As the U.S. Supreme Court ponders whether there’s any sort of federal right to gay marriage, the justices might want to consider one little peek into the wider world of discrimination that gays in America still suffer.
According to a recent article in The New York Times, federal authorities "regularly isolated" immigrants waiting for hearings in solitary confinement "when the immigrant was gay."
Take a minute to process that. For too long, homophobes of all stripes have slandered lesbian, bisexual, gay and transgender people by claiming that they should "stay in the closet." Those are evil words. But they’re just words. And then along come some immigration guards who, whatever their motivations, took that taunt and twisted it into torture. They shoved human beings into small rooms, alone for weeks, behind closed doors with metal locks. For being gay.
For anyone who thinks that having the right to say "I do" will fix the problem, it won’t. When that sort of abuse surfaces, it’s merely the business end of a deeply fixed mindset, consisting of both outright violence and casual callousness. This attitude goes far beyond the conduct of a few guards. Simply put, gay marriage won’t end gay bashing.
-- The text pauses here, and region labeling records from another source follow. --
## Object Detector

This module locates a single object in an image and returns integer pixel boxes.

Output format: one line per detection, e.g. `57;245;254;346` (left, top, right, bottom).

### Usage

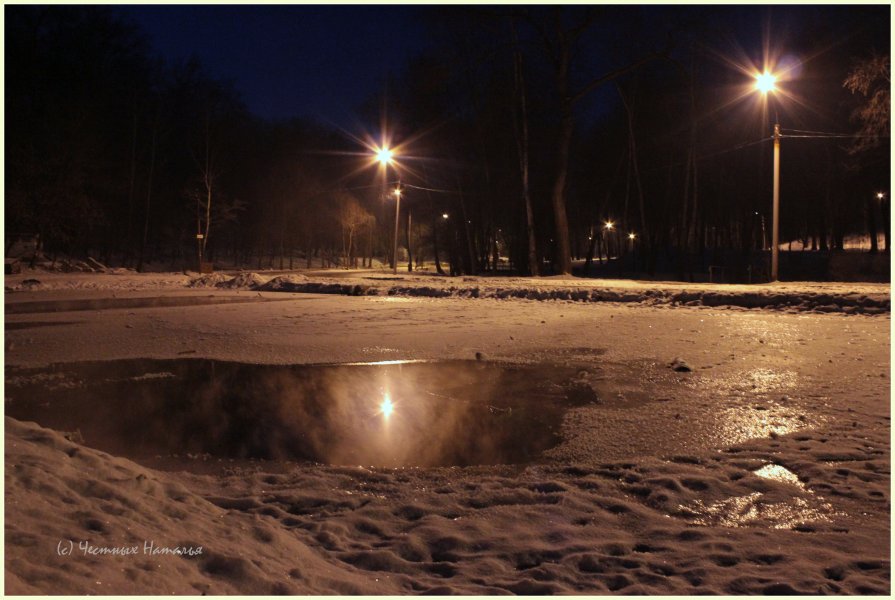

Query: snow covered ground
5;272;891;594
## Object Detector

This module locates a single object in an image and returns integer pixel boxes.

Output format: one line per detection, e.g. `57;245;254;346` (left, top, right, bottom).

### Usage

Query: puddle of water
6;359;597;467
5;321;82;331
4;295;290;314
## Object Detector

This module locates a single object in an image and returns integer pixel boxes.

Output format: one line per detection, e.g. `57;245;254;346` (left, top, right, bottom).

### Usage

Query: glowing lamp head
376;148;394;165
755;71;777;94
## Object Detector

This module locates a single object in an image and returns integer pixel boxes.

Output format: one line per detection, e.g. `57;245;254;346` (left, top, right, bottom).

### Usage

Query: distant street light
374;146;401;275
392;181;409;275
376;148;394;165
755;71;780;281
755;71;777;94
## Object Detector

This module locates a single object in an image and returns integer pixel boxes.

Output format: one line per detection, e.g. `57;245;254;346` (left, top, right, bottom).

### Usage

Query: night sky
117;5;426;123
116;5;888;127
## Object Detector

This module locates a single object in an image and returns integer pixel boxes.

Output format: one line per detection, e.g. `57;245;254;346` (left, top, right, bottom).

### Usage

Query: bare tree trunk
550;102;575;275
616;86;650;262
457;176;478;275
512;23;540;277
124;101;137;266
137;114;158;272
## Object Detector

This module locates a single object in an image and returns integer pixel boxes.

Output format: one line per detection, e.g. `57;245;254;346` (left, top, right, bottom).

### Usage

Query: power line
402;183;457;194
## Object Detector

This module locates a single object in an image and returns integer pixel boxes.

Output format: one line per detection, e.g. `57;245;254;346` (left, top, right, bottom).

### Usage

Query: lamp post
392;181;401;275
755;71;780;281
603;221;615;263
375;146;401;275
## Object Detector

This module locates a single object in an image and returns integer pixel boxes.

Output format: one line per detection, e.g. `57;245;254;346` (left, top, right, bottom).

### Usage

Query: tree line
5;6;890;278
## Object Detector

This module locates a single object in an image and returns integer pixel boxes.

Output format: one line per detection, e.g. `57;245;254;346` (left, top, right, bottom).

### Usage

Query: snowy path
5;278;890;594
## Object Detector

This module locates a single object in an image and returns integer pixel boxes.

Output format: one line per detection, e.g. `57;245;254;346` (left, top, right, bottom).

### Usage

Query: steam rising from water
13;360;596;467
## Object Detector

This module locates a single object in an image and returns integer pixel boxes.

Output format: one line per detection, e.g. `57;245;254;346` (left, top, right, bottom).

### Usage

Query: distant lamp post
603;221;618;260
392;181;401;275
373;146;401;274
755;71;780;281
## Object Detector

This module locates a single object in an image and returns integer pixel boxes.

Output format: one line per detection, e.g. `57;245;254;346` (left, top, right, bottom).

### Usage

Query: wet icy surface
6;359;598;467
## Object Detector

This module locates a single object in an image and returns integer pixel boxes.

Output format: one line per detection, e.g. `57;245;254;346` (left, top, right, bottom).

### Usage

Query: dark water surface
6;359;598;467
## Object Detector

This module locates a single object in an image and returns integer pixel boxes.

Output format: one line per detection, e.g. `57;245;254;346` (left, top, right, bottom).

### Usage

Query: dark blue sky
117;5;426;123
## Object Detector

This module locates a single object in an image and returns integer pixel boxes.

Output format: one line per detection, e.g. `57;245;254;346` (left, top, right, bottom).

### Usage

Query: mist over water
6;359;596;467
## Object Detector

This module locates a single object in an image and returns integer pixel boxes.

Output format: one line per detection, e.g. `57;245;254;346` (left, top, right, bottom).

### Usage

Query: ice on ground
5;273;891;595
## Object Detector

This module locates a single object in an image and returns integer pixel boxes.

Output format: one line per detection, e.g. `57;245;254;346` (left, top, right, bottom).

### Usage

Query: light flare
755;71;777;94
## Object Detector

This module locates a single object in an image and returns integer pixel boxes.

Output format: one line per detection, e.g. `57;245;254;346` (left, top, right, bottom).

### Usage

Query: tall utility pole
771;123;780;281
392;179;401;275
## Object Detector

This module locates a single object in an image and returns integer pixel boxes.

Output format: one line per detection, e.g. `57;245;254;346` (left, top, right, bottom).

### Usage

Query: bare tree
842;54;892;154
529;6;663;275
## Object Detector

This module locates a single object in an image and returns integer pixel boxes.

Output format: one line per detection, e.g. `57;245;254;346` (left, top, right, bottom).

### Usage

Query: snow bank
224;273;891;314
5;418;390;595
6;271;891;315
6;419;889;595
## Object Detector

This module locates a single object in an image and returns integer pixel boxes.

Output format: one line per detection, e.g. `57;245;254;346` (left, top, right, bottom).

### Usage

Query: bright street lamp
376;148;394;166
755;71;780;281
755;71;777;94
373;146;401;275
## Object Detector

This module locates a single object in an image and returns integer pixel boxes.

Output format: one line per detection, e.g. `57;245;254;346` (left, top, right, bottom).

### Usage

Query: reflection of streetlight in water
379;392;395;419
The Obama administration, to its credit, is arguing against the law that prohibits any recognition of same-sex marriage by the federal government. Let’s say that it shoots the moon: The Supreme Court agrees and strikes down the law, perversely called the Defense of Marriage Act. If that happens, the number of states forced to recognize gay marriage will be precisely zero. As the president told ABC News last May, "Different communities are arriving at different conclusions, at different times. And I think that’s a healthy process and a healthy debate."
While that allegedly "healthy process" drags on, here’s what gays in America are putting up with. According to the Federal Bureau of Investigation, in 2011 — the most recent year for which statistics are available — 1,572 people became victims of hate crimes because of their sexual orientation. That’s more than 20 percent of the total. Compare that with 1996, the earliest year for which the FBI posts similar statistics. Back then, there were 1,281 victims, or about 11.6 percent of all hate crimes. That’s a nearly 100 percent increase in the frequency of these hate crimes. That’s hardly surprising — only 30 states even have laws banning hate crimes on the basis of sexual orientation or gender identity, according to the National Gay and Lesbian Task Force.
And this: Earlier this year, reports emerged that recruiters at National Football League training camps screened some prospects on whether they’re gay. Again, not surprising — only 21 states ban discrimination on the basis of sexual identity and gender identity.
Only 16 states allow same-sex couples to adopt children from other parents or from government custody, according to a report by Human Rights Campaign, an LGBT advocacy group. And, according to the same report, only about half of the states clearly allow a same-sex partner of a parent to adopt the parent’s child.
And this: Urban Dictionary, the website that charts slang among the hip and cool set, defines the phrase "That’s gay" to mean "Basically saying, ‘that[']s stupid’…Something you don’t like." According to a recent University of Michigan study of heterosexual male college students, more than two-thirds report using the phrase, and almost one-third use it a lot.
That’s the view among college-educated men, who likely have had at least some exposure on campus to people different from themselves. The immigration guards are hardly alone.
To be sure, there’s always complexity. For instance, the National Football League officially bans sexual-orientation discrimination. Even the U.S. Depart­ment of Homeland Security has done some good in this area. It decided in 2011 that it would no longer routinely deport undocumented immigrants who are same-sex partners of legal U.S. residents and citizens. And no doubt members of the LGBT community are better off in today’s world than 20 years ago, or 50, or 100. There’s been progress. But not enough.
In America’s past, states that permitted slavery did not allow enslaved black men and women to marry each other. But long after they secured that right, African-Americans faced vicious discrimination and abuse because of their race. And when the Supreme Court weighed in on a related matter in 1967 — holding that states cannot prohibit black people and white people getting married — discrimination hardly disappeared even then.
Whether immigration guards should ever put people into solitary is a discussion for another place — the Department of Homeland Security has now started to investigate its procedures. Let’s not even consider how the guards went about guessing who is gay and so got solitary. It doesn’t even matter that the immigration guards allegedly claim that they separated the gay immigrants for their own protection. There are better ways of protecting them if that’s really what was going on.
America has a long history of discrimination, and we want to get beyond it. We want a moment when we can say that we’re past all that. But history has momentum. Electing a black president doesn’t eliminate racial discrimination. And removing a law that prohibits federal recognition of gay marriage won’t end gay bashing. It’s just one step.
Another would be to get some new immigration guards, fast.
Evan P. Schultz is a lawyer in Washington and a former editor at Legal Times.